Herbert Goodkind grew up in Yonkers, and lived briefly in Florida, South Carolina, and the Bronx before settling in Larchmont, New York in 1933. He attended the Cornell University School of Hotel Management for three years and then spent his career in the real estate business in New York City. During the 1930s and 1940s he sold commercial real estate in Manhattan for Helmsley Spear.
He also was an active real estate agent in Larchmont where he maintained a successful business in management, appraisal, and consulting until the 1960s. Goodkind married Mabel Goldhammer (d. 1956) and had two sons, Thomas (b. 1933) and John (b. 1935). He married Virginia Jackson Haggett (b. 1925) in 1957 and had a daughter, Rachel (b. 1958) and a son, Daniel (b. 1961). Rachel continued her father's interest in the history of the violin and managed his estate after his death in 1982 following a one-month illness.
Goodkind's passionate interest in violin history and construction led him to become a dealer and appraiser of violins, an avid collector and dealer in books and other material on the subject, a publisher of his own book on Stradivari, and an early leader in the Violin Society of America, which he helped found in 1973. Initially taught by his uncle, Dan Visanska, Goodkind began playing the violin at age 10 and later, as an accomplished violinist, played in numerous chamber music groups. He played many other instruments as well and earned money during his college years by playing the saxophone. Goodkind began collecting materials about the violin in his early years and continued throughout his life.
Goodkind collected, identified, and appraised rare violins. His careful tracking of specific violins prompted him to collect auction catalogs, especially in the last twenty years of his life. Around 1978 he joined with Eric Chapman, a co-founder of the VSA, to begin a business in Larchmont, New York that specialized in new hand-made instruments and that kept rare instruments on consignment.
As an independent dealer in books on all subjects, Goodkind was a longtime subscriber to AB Bookman. He specialized in rare books and collected music scores as well. In 1958 he sold 36,000 volumes to the University of Texas at Austin (Goodkind-Bookman Collection), and in 1969 he sold 5,000 books and scores to Hofstra University in Long Island.

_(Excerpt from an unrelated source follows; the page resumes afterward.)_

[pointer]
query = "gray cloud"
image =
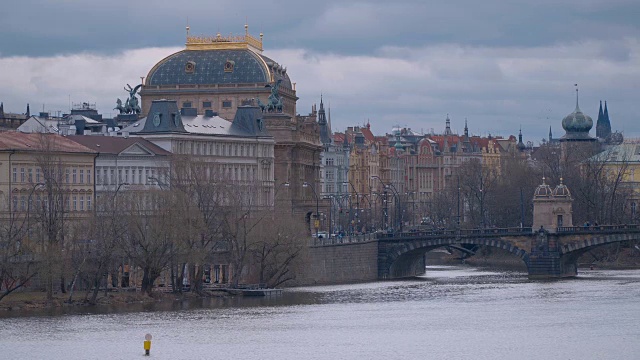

In 1972, Goodkind published Violin Iconography of Antonio Stradivari, 1644-1737, the definitive study of all 725 known Stradivari instruments and their provenance with photographs, illustrations and related articles. Because no publisher wished to take the risk of publishing such an ambitious work, Goodkind himself contracted typesetters (Stinehour Press, Lunenburg, Vermont), printers (Meriden Gravure, Meriden, Connecticut), and binders (Horowitz & Co., Clifton, New York) to publish the book on his own. In 1971 Goodkind commissioned Larchmont, New York artist Alton Tobey (b. 1914) to create a painting of Antonio Stradivari at work, which was featured in the book.
The H. K. Goodkind Collection was amassed over the years with significant help from Goodkind’s friend and fellow collector Hyman Frankel (d. 1959). Frankel escaped from Russia in the early 1900s, emigrated to Boston at the age of fifteen, and moved to New York City shortly thereafter. He worked as a fur cutter while studying violin with Ferdinand Carri and collecting books and violins. Over the course of fifty years, Frankel amassed a collection of over 1,000 books including many rare titles on the violin from the seventeenth century through the twentieth century; over 1,500 scores for solo violin, violin chamber music, violin methods and treatises; prints and engravings; and violins and bows. After Frankel’s passing, Goodkind oversaw the disposition of his collection.
Edward W. Abell (1864-1957), an early twentieth-century expert and connoisseur of violin history and violin making, was similar to Goodkind in his interests and approaches to his avocation. He wrote articles on the history of the violin and violin construction in The Violinist and other periodicals from 1916 to 1927.